§ 36. Dienaren des Woords in particuliere stichtingen.

Artikel 6 der Kerkenordening luidt: „Ook zal geen Dienaar dienst mogen aannemen in eenige particuliere heerlijkheden, gast­huizen of anderszins, tenzij dat hij voorheen geadmitteerd en toegelaten zij, volgens de voorgaande artikelen; en hij zal ook niet minder dan andere aan de Kerkenordening onderworpen zijn”.

Dit artikel gaat uit van de gedachte, dat niemand kerkedienst kan vervullen zonder wettige roeping en zonder verband met de plaatse­lijke kerk. De regel van de beroeping volgens art. 3-5 geldt ook voor de predikanten in particuliere heerlijkheden, gasthuizen, enz.

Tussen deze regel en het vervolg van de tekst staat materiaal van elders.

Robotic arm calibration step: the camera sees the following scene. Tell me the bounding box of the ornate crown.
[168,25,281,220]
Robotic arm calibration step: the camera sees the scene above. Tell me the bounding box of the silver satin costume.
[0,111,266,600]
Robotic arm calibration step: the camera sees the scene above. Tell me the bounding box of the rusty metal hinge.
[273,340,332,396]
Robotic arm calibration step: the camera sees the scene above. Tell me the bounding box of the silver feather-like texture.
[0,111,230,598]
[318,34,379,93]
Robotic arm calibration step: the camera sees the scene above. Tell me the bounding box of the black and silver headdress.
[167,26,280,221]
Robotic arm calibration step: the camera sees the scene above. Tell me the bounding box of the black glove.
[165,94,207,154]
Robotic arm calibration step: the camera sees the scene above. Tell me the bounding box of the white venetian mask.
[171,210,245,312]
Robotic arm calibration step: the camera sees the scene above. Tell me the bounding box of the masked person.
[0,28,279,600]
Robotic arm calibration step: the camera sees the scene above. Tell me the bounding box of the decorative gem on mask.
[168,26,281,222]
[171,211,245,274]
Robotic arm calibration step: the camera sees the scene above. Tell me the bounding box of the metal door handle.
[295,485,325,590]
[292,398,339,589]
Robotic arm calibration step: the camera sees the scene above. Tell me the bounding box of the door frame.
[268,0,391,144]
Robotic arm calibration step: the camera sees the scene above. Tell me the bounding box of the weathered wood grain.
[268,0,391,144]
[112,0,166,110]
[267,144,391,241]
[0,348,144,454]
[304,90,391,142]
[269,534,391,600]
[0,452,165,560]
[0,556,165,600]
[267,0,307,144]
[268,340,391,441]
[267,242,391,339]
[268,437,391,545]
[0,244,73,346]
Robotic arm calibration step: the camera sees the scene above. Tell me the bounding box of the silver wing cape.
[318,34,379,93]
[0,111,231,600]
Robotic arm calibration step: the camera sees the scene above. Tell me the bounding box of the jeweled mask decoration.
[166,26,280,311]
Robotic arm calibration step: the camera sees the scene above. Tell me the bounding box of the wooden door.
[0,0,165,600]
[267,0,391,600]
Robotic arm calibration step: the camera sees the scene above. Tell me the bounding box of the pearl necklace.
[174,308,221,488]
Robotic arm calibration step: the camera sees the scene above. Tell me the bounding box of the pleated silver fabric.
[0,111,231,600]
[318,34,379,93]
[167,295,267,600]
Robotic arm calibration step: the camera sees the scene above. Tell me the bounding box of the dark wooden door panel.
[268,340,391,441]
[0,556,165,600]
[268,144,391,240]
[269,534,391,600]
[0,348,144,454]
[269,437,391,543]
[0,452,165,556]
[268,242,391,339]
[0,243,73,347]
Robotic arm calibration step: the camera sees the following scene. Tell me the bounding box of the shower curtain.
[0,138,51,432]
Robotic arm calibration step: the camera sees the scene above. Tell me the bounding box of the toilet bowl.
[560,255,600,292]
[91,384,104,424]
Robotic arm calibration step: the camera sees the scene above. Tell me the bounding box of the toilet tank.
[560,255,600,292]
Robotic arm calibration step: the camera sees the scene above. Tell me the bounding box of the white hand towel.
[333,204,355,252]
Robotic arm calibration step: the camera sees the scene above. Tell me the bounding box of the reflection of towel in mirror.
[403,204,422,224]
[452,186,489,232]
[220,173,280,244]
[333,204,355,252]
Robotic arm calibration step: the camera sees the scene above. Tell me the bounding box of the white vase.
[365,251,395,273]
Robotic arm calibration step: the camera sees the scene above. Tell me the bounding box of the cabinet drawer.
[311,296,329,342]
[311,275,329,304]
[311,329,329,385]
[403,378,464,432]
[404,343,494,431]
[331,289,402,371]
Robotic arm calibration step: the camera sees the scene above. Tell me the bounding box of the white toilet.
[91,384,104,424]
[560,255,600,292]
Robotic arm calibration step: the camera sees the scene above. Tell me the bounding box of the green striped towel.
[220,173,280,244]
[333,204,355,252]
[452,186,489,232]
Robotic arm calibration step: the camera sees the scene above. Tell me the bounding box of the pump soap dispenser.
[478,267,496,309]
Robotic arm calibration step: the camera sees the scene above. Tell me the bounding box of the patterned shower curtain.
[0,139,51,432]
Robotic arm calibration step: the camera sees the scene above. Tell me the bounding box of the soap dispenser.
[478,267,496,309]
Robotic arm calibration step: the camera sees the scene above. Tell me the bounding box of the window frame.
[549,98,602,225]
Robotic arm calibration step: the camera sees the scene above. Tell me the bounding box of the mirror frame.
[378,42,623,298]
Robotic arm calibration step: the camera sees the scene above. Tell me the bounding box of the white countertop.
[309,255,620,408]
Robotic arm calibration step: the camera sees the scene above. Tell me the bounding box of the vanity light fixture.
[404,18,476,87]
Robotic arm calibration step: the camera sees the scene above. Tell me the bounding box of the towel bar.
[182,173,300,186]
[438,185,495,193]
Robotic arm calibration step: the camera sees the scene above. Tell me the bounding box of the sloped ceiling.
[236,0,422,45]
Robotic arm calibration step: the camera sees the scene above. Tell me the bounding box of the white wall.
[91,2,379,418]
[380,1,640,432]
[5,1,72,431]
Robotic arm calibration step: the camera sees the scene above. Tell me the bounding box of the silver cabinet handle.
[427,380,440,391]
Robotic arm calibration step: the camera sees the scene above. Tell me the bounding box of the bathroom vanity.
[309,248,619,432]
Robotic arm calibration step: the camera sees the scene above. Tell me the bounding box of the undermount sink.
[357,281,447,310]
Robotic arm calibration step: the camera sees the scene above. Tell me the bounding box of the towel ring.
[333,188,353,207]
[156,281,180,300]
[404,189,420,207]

In de Middeleeuwen werd veelal aan de koninklijke hoven, aan adellijke heeren, aan stichtingen en gasthuizen vergunning verleend, een eigen kerk te hebben met een priesterkapelaan, die de missen kon houden, of ook wel werd zulk een hof- en stichtingskerk als een

|425|

afzonderlijke parochiekerk beschouwd. Na de Reformatie moest de geestelijke verzorging aan de hoven en in de stichtingen nader ge­regeld worden. Prins Willem I had een eigen hofprediker aangesteld, onderscheidene hooge families verkozen een eigen predikant en ook de stichtingen hadden geestelijke verzorging noodig.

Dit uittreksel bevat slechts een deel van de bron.